Jenko (Tatum) and Schmidt (Hill) couldn’t be further from each other in high school. Jenko was the popular jock and Schmidt was the invisible nerd type with braces and a strange obsession with rapper Eminem. So when their paths cross at the Police Academy, they strike up an unlikely friendship, Jenko benefiting from Schmidt’s smarts and Schmidt benefiting from Jenko’s physical prowess. But when they bumble their way through their first arrest, they are relegated to the 21 Jump Street program, where they must infiltrate a high school, posing as students, to bring down the supplier of a new synthetic drug which has already claimed one kids life. But when they return to high school, they find things have changed in terms of what is popular.
From the very start I must say that I was surprised by the life and humor that came out of Channing Tatum. If you read through my thoughts on The Vow I expressed my dislike of Tatum as an actor, but wanted to say I have nothing against the man, some people just aren’t cut out to be actors, but this go around he seems to fill the role almost naturally. Now before going overboard I don’t want to build up the performance more than it needs to be, just that I was pleasantly surprised by it. I think the greatest compliment for a comedic role is that it looks like they are having fun in the film, and that can be said of both Tatum and Hill, which really makes for a fun ride.
The film really makes its laughs by playing against the stereotype. The popular kids are no longer the block headed jocks like Jenko was, but instead the smart, environmentally conscious, PC kids who are shoe-ins to Berkeley, the star of the drama club, and the openly gay African American. As Jenko puts it, the Glee influence ruined all that he knew of the high school hierarchy. But what makes the film work by using these characters is when Jenko mistakenly swaps the identities of he and Schmidt’s undercover names, setting him off to be the smart one taking AP Chemistry and Schmidt being the dumber jock type. The set-up is not groundbreaking, but it does allow for some really funny situations.

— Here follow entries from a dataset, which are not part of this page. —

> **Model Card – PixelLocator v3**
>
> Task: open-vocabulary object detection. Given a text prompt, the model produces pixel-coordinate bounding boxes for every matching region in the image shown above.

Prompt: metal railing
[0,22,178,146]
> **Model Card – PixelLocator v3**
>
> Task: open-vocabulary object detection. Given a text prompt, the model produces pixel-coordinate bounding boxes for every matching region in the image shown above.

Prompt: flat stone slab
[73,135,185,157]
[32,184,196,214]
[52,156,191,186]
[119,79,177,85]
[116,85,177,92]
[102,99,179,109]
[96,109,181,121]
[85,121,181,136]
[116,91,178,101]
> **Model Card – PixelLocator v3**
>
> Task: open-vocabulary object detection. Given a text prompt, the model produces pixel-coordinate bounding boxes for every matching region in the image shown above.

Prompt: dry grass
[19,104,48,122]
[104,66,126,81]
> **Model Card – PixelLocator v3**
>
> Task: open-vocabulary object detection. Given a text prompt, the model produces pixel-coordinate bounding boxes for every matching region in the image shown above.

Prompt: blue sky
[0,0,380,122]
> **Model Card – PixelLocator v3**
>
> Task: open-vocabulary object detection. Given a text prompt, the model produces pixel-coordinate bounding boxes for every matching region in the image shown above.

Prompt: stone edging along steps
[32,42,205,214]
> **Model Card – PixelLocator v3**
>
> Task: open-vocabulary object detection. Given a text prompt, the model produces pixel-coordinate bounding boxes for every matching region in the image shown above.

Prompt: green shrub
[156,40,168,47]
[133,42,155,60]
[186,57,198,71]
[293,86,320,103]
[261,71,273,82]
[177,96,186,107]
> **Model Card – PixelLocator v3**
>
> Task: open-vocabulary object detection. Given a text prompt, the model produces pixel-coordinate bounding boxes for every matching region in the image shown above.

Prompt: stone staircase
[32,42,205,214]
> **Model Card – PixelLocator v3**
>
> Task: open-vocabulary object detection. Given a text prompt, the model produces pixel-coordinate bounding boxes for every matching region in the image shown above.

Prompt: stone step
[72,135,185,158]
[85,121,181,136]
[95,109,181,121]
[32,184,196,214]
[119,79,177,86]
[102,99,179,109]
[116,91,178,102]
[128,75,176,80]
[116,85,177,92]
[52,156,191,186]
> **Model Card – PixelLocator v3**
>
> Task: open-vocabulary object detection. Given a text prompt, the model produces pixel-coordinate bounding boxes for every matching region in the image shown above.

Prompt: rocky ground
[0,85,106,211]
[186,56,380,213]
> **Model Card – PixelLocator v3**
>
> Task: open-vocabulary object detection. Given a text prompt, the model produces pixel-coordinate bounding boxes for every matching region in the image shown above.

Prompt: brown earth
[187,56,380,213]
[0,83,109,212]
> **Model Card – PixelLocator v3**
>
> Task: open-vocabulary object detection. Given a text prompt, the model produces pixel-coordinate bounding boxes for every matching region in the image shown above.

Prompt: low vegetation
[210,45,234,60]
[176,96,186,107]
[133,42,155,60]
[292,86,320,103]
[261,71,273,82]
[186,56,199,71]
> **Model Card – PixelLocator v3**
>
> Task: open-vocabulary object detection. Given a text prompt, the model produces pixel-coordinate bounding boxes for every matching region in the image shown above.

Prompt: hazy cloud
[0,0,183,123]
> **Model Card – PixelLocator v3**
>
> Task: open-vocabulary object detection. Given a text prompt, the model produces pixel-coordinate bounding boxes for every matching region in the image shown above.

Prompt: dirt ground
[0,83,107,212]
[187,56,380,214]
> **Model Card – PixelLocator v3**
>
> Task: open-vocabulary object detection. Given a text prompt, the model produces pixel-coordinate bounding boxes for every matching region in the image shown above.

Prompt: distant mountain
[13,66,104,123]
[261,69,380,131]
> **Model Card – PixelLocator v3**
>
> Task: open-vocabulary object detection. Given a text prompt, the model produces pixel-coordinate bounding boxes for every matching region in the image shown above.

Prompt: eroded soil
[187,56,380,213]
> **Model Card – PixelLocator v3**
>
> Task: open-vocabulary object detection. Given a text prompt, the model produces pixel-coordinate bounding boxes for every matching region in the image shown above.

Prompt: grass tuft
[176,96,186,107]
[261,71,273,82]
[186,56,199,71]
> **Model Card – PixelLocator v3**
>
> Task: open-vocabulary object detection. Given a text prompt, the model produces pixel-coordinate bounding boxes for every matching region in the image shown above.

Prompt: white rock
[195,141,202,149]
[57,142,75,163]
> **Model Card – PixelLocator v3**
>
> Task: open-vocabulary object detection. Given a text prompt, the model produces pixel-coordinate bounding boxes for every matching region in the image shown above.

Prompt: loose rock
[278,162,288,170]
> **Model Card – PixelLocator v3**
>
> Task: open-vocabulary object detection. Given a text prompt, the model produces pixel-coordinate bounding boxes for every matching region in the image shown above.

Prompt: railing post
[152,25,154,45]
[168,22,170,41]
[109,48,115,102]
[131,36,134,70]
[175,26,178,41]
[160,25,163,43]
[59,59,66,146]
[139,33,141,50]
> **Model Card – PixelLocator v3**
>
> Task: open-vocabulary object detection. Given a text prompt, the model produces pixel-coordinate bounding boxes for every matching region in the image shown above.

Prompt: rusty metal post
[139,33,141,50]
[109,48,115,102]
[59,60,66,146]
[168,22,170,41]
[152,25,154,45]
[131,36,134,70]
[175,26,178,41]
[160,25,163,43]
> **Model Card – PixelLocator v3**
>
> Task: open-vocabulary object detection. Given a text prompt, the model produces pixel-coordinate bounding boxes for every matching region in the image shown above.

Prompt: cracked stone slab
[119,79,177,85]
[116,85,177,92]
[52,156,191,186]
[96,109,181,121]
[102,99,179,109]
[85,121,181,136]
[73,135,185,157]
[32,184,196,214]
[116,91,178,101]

I can’t remember the last time I laughed this hard in movie theater, though I am sure it was not as long ago as memory serves. And maybe it wouldn’t hold up a second time, but the supporting roles brilliantly filled by the likes of Ellie Kemper, Jake Johnson, Nick Offerman, Ice Cube and even Dave Franco (younger brother of James) and Brie Larson, who play the other high school students. Any good comedy seems to always be bolstered by a strong supporting cast. It is also very much of its kind, and what I mean by that is that it is idiotic and immature, but I am the demographic for that type of comedy being a 23 year old male. It does its thing fairly well, but I’m not sure it would ever be enough to convert those who despise this style of comedy. I just hope more people enter with an open mind to enjoy a pretty darn funny movie.